スライドのルールとして、「1スライド1メッセージ」に収めなければいけないのは読み手の読みやすさのためなのだ。
先ほど、ロジックツリーのカード1枚につき、スライドが複数枚必要なのはよくないと言ったのもこのルールが理由としてある。
5.デザイン下書きについて
リードメッセージまで検討してようやく各スライドのデザインを検討する作業に移る。
デザインに関しても様々な原則があるが2つだけ伝えておく。
①絶対にアニメーションは使わないこと
②色は少なければ少ないほどいい
これら2つを守らなければ目がチカチカしてしまい、相手に読みづらい印象を与えてしまう。

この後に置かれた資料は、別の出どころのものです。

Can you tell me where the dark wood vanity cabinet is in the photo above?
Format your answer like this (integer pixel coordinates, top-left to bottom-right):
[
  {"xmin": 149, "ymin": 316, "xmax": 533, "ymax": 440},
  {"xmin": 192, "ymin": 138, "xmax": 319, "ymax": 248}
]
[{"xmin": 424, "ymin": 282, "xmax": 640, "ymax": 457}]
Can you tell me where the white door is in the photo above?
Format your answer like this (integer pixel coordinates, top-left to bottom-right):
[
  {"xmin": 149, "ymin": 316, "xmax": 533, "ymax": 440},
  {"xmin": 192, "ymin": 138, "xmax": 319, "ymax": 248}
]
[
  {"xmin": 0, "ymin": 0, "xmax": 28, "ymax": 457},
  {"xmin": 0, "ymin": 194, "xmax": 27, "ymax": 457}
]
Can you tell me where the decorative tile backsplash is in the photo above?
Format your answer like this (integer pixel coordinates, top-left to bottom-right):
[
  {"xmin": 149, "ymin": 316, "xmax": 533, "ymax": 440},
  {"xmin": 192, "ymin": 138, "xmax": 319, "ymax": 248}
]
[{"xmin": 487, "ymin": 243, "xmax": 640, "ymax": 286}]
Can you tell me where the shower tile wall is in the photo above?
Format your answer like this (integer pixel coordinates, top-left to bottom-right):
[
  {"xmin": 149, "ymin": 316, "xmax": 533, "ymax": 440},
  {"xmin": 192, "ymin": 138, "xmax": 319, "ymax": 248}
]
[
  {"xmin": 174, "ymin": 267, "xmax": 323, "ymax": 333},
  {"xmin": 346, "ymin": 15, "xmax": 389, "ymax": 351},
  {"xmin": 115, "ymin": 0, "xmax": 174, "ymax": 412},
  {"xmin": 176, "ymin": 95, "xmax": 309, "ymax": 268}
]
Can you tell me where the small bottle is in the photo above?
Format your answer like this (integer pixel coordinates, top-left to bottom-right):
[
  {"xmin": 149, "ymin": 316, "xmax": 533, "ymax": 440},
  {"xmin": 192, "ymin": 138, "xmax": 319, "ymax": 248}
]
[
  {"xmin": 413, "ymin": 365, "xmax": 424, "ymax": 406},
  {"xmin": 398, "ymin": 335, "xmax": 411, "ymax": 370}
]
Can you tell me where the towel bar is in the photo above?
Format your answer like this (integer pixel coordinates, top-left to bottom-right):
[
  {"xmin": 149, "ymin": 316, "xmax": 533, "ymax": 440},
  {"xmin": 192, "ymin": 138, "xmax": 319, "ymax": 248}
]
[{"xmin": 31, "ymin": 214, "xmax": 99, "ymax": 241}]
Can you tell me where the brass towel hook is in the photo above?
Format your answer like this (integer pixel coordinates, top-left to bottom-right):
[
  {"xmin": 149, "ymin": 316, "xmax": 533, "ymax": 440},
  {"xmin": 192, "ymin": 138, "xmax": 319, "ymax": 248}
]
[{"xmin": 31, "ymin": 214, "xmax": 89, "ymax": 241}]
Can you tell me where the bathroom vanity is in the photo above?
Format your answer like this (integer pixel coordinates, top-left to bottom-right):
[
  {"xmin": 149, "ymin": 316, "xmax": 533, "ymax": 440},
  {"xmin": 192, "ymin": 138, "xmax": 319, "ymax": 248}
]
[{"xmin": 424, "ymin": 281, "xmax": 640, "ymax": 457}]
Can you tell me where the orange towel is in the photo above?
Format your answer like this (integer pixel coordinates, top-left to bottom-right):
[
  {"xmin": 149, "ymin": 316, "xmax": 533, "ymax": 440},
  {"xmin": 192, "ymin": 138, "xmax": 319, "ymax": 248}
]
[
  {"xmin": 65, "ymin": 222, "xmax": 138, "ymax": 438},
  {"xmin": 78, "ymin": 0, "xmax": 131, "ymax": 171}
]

また、デザインに関してだが、以下にフレームワークの例をいくつか挙げておくので参考にして欲しい。
6.7.は省略
次に6、7についてだが、今回は省かせていただく。
理由としては6は常に発生する工程ではないこと。7については専門的な技能となるため別の記事でお伝えしたほうがいいことが挙げられる。
8.スライド作成について
デザインの下書きまでできたらようやくスライド作成ソフトを用いてスライドを作成していく。
予め、設計図が出来上がっているため、効率的に作成することができるのがわかるだろう。
なおスライド作成時ポイントは4つある。下表を見て欲しい。
この表も、4つのポイントを遵守して作成したものだ。より読みやすく、誤解を与えづらいものとなるため必ず守って欲しい。
ちなみにこのポイントを守らないとこのようになる。
見比べていただければ一目瞭然だが、非常に見づらいし、整理されていない印象を受ける。
まとめ:資料作成は感覚でなく全てロジックでできる
今回一番言いたいことは、資料作成において感覚やセンスはほとんど必要ないと言うことだ。
主張←理由←理由の根拠と言う構造をしっかり作りこめば、自ずとスライドの構成やデザインも固まってくる。
そして、この手順を身につけていけば資料作成について困ることはほとんどなくなるだろう。
これをもとにしてこの記事で紹介したアクションプランを是非実行していただければと思う。